Deka, HSBC to Fund Recap of 1411 Broadway
Deka Bank and HSBC have agreed to write a $375 million fixed-rate mortgage on the office building at 1411 Broadway in Midtown Manhattan.
The seven-year loan, which is expected to close this week, comes in conjunction with a recapitalization of the 1.1 million-square-foot property, known as the World Apparel Center. Fund shop Blackstone is selling its 49.9% interest to Ivanhoe Cambridge, the real estate unit of Canadian pension-fund advisor Caisse de Depot et Placement du Quebec. Swig Co. of San Francisco is retaining the majority interest.

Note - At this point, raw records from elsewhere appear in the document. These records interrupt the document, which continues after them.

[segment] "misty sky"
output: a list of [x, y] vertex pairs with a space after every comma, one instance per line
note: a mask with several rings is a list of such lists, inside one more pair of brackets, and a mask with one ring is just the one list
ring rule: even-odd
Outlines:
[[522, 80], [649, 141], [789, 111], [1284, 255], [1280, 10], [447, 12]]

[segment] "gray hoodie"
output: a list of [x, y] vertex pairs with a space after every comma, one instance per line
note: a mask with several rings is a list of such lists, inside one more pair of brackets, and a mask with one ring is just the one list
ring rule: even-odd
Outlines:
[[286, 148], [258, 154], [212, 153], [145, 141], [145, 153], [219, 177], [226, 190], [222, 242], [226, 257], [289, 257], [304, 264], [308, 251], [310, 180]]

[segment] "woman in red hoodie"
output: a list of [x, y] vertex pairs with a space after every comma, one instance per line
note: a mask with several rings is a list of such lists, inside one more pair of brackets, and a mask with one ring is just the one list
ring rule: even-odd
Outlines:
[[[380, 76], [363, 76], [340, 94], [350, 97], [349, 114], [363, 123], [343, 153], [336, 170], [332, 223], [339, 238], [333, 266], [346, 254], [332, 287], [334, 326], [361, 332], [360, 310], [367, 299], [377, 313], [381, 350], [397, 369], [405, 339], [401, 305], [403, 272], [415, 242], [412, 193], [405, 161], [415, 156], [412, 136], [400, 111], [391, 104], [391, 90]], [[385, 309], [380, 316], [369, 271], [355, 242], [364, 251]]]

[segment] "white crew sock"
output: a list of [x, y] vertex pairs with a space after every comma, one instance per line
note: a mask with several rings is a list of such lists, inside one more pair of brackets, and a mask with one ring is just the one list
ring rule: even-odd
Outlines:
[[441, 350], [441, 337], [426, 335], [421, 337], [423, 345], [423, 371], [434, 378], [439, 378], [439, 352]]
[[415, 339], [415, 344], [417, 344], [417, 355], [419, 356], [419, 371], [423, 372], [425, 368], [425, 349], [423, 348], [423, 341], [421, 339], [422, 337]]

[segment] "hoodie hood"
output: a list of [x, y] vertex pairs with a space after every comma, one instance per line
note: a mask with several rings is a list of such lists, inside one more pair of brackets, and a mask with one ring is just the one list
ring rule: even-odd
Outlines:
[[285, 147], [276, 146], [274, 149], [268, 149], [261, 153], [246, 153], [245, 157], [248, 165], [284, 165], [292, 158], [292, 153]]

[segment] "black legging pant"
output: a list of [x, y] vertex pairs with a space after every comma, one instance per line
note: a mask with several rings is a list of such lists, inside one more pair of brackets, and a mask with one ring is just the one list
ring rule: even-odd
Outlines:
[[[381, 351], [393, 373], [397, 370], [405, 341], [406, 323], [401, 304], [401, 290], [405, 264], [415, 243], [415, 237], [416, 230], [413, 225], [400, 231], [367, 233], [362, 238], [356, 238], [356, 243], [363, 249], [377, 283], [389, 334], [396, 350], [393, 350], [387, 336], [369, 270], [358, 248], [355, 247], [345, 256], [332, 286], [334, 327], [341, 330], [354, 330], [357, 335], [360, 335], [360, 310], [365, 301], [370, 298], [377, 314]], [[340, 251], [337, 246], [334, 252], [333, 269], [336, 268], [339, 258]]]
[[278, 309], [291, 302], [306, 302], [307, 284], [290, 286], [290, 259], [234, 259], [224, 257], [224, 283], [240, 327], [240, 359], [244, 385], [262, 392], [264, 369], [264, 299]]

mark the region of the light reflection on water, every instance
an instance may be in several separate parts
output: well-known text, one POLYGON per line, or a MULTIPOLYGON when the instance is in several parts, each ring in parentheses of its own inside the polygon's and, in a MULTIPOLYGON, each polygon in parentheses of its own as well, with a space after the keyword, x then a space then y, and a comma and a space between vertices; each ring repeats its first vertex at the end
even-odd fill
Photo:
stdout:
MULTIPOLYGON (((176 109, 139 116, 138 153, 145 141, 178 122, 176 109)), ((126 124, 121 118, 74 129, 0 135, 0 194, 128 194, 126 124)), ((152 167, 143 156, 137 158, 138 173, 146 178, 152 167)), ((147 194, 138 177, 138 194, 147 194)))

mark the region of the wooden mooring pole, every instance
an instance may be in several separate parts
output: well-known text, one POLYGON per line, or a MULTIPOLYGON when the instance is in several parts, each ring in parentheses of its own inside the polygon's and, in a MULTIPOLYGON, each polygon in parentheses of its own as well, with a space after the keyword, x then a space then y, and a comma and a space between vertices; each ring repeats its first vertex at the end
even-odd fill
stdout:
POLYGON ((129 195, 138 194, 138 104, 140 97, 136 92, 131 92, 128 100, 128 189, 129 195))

Ivanhoe’s purchase values the building at $735 million. That puts the loan-to-value ratio at a skimpy 51%. Eastdil Secured brokered the mortgage for Swig and Ivanhoe. Deka and HSBC each committed to fund half of the loan, a portion of which could be syndicated.
A little more than half of the proceeds will go toward retiring the existing $203.5 million fixed-rate mortgage. That 10-year loan, which had an original balance of $219 million, was written in 2004 by the team of Morgan Stanley, Lehman Brothers and J.P. Morgan. The lenders carved up and securitized the 5.5% loan via four deals (J.P. Morgan Chase Commercial Mortgage Securities Corp., 2004-LN2; Morgan Stanley Capital I Trust, 2004-IQ8; Bear Stearns Commercial Mortgage Securities Trust, 2004-PWR5; and LB-UBS Commercial Mortgage Trust, 2004-C7).
The 40-story tower sits on the block bounded by Broadway, Seventh Avenue, West 39th Street and West 40th Street. It was 89.4% leased as of August, according to CoStar. Many tenants are connected to the fashion industry, including Jones New York (356,000 sf through 2025), Danskin and Levi Strauss. Also, J.P. Morgan leases 120,000 sf.
Swig developed the building in 1970 through a partnership with the Weiler family of New York. In 1997, Trizec Properties acquired the family’s interest. New York-based Blackstone assumed Trizec’s stake in 2006 through its $7.2 billion takeover of the Chicago REIT.
The building was 98% occupied when the current loan was originated in 2004, but its performance slipped during the downturn. Net operating income had fallen to $17.9 million in 2010, from $31.8 million in 2004. However, income rebounded to $23.3 million last year.